The law — drafted in response to an investigation by US news outlet NBC and passed following an in-depth research project in the state — found that legal and medical professionals were not always able to tell the difference between accidental and non accidental injuries in children.

Under the new legislation, carers accused of abuse based on a medical report will be able to request another opinion from a doctor with experience relevant to the child’s injuries. The judge overseeing the case is then required to consider the second opinion before making any child protection orders.

The new law also states that when a social services department refers a case for forensic assessment, the chosen physician must not have had any involvement with the initial report alleging abuse or neglect.

James Frank, the Texas state Representantive said:

“False removals are traumatic for kids first and foremost, but also for their parents. So we have to be more precise in the way we go through the removal process. I think sometimes when an expert in a white suit says something, there’s a tendency for [Child Protection Services] to go, ‘They’re 100 percent right.’ But that’s not always the case.”
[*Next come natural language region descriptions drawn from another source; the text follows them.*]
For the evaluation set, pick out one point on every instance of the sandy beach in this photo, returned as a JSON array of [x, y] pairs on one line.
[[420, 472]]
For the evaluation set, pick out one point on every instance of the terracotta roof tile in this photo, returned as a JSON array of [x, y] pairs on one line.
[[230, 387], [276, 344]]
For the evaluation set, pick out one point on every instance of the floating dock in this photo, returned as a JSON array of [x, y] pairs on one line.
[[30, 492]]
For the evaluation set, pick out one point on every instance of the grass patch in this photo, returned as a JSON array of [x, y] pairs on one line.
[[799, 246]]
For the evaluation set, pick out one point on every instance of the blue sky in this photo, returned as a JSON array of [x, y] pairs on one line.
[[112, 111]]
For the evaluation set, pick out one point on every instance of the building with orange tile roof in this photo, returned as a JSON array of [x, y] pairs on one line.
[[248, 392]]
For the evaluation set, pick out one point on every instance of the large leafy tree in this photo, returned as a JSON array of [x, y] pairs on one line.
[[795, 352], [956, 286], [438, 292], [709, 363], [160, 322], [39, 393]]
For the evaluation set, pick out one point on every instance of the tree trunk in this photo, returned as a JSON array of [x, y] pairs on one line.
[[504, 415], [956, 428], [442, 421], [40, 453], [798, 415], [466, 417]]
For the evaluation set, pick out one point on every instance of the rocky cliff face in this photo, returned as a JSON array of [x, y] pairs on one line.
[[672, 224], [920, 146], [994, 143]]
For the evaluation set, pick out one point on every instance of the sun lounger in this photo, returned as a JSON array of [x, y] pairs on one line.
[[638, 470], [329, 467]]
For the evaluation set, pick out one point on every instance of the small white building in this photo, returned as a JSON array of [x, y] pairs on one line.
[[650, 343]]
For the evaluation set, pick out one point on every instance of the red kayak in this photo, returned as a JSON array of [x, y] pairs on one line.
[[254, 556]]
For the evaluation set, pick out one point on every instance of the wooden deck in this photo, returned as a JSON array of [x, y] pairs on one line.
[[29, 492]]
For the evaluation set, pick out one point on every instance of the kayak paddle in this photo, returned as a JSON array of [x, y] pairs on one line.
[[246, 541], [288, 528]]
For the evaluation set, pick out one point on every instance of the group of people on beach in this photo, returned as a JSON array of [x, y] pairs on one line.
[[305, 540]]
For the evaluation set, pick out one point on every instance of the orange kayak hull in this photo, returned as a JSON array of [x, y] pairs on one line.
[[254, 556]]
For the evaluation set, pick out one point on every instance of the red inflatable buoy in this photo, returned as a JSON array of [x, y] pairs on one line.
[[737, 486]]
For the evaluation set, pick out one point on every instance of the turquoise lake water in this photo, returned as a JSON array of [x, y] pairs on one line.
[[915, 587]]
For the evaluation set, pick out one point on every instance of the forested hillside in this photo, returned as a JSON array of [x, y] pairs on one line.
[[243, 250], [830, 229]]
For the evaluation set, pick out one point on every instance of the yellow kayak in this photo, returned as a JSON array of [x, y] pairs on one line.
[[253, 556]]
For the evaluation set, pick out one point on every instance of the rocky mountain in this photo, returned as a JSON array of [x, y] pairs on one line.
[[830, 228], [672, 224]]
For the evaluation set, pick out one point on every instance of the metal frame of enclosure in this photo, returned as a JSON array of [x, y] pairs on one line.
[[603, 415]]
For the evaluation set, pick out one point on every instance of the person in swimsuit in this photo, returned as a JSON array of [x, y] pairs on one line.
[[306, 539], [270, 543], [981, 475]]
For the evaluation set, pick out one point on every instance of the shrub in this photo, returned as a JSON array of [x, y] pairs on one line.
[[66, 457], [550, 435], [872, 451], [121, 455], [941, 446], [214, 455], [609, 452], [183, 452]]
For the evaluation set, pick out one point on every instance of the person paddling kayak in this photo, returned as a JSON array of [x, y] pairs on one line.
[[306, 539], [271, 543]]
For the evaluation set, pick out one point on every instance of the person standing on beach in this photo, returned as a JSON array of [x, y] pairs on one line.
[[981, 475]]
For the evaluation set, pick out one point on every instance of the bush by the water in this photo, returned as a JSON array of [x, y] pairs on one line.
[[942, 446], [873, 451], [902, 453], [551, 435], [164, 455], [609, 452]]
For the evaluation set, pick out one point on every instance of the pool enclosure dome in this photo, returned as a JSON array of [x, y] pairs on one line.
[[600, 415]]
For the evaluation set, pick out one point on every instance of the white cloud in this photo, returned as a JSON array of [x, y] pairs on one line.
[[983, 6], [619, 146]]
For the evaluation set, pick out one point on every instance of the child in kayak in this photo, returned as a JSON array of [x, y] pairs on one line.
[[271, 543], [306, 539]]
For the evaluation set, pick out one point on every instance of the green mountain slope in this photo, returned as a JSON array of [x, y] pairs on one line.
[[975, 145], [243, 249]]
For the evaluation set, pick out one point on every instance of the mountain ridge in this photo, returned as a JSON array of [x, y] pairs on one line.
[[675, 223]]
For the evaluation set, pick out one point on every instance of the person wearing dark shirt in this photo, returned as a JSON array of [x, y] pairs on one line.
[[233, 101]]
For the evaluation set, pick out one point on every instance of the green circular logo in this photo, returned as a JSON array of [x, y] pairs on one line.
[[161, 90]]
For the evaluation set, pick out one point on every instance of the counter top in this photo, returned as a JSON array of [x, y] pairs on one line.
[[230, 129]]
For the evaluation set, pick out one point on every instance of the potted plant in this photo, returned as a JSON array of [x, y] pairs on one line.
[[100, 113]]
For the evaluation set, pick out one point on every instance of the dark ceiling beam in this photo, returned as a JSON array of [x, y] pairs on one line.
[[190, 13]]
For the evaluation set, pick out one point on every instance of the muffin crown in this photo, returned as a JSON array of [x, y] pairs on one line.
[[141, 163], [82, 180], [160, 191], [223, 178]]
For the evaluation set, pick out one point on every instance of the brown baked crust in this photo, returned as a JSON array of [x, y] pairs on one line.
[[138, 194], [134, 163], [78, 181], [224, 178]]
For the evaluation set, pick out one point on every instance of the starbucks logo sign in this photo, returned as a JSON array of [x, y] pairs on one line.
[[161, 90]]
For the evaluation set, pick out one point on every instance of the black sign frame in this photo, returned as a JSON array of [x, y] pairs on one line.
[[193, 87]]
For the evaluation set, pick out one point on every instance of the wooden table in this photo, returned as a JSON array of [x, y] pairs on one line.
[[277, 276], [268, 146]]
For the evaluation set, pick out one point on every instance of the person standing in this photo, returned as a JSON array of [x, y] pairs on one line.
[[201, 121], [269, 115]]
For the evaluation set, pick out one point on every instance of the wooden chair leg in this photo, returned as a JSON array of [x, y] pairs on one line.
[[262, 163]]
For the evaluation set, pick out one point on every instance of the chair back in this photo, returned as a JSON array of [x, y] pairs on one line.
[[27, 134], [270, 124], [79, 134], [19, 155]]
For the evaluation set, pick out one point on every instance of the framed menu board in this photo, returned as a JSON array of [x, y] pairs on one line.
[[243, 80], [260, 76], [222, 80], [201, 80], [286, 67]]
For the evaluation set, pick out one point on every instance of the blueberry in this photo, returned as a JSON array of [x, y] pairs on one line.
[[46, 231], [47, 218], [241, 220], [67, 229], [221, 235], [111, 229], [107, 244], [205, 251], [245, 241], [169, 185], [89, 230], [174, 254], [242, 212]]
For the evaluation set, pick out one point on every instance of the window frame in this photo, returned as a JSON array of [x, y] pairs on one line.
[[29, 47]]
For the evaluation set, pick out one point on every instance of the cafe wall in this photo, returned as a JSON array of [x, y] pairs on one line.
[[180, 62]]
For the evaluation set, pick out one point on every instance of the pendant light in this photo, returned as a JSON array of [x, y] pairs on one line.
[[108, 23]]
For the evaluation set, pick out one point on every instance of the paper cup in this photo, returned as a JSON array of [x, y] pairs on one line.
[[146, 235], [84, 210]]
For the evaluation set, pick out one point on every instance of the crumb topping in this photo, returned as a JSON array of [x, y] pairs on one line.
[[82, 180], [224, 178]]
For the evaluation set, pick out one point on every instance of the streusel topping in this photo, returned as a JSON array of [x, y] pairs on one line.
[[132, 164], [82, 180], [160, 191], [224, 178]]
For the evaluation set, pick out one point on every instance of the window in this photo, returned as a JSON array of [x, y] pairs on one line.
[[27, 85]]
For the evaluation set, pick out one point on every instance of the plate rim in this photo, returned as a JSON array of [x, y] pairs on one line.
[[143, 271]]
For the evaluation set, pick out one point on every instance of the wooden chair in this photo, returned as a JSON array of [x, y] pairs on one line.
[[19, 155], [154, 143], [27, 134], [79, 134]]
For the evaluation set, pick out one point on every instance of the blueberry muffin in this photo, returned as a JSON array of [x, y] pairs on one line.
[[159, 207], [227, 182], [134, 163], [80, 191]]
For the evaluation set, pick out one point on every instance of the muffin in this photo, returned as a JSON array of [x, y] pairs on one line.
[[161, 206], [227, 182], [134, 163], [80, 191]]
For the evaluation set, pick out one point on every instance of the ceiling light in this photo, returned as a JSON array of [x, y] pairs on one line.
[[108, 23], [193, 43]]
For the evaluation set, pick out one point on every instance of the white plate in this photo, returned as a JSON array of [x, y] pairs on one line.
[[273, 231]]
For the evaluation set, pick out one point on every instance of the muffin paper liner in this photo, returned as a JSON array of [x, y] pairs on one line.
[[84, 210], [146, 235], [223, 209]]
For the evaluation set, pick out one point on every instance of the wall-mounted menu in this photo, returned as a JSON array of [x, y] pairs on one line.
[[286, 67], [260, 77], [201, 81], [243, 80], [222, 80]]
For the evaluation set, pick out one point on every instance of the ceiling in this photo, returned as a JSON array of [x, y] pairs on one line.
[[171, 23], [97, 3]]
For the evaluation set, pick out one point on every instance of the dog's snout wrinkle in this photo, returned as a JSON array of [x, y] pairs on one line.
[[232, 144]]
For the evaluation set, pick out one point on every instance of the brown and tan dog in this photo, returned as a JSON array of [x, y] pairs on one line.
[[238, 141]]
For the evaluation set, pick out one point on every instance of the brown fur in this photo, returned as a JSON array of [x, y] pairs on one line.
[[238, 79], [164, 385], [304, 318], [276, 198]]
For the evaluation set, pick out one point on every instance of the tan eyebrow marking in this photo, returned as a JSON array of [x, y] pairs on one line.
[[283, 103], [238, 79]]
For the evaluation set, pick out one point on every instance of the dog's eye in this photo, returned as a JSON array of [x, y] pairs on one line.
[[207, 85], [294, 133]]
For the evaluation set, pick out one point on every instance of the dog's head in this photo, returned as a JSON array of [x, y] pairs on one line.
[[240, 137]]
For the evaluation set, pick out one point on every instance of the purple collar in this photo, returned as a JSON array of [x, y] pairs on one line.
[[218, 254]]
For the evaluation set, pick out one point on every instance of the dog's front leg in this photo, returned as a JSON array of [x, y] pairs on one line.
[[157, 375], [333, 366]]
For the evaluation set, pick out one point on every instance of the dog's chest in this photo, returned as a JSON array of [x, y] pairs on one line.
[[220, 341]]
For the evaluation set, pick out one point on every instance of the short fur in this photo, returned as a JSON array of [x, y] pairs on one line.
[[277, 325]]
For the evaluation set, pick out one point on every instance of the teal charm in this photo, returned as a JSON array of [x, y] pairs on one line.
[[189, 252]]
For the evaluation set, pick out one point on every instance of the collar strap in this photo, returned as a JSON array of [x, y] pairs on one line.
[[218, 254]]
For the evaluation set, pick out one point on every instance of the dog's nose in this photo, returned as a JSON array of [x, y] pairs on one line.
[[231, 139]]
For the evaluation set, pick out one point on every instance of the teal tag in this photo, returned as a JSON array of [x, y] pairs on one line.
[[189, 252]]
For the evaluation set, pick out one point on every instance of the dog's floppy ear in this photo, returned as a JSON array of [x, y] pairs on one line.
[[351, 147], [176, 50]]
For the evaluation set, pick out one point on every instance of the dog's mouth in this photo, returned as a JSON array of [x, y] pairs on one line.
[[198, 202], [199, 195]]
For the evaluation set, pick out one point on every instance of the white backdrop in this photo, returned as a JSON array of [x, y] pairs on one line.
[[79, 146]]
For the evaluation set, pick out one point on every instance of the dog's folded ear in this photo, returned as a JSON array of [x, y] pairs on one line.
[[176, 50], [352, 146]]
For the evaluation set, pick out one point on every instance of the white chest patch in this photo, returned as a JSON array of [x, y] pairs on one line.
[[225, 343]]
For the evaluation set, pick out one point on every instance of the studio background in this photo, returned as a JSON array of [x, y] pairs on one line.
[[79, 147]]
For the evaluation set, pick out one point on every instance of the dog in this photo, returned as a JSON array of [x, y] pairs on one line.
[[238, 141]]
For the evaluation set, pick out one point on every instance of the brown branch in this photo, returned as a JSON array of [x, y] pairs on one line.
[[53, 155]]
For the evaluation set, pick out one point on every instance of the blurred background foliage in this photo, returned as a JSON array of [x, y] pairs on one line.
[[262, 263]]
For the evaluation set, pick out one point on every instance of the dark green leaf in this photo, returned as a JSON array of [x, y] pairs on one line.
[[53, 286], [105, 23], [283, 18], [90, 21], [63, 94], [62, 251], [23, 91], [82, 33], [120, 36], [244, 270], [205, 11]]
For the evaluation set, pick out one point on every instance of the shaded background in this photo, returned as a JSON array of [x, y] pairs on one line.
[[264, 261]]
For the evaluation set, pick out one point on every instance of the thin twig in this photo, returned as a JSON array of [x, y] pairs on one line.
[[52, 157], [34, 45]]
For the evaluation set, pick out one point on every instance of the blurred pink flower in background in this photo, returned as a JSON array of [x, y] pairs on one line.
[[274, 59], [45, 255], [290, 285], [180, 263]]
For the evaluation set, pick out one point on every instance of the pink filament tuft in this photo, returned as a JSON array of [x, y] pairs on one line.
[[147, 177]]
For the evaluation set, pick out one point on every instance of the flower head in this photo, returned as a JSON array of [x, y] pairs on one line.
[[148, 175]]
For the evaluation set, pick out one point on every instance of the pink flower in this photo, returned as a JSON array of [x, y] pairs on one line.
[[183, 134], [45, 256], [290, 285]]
The UK’s child protection sector has also come under fire for failing to correctly diagnose the cause of children’s injuries in such cases.

A judgment in 2019 highlighted concerns about health care professionals wrongly diagnosing accidental injuries as intentionally inflicted ones, leading to families being separated from their children. Judge Bedford who handed down the judgment said:

“It is imperative when treating medical professionals have made a diagnosis of non-accidental injury that they keep this under review and update this diagnosis when new medical evidence is received and give active consideration to convene a multidisciplinary meeting.”

The baby in the case was eventually returned to their parents and siblings, after having been separated for more than five months.

Following the judgment, Researching Reform called on the government to roll out robust training for all doctors working on cases with suspected non accidental injuries.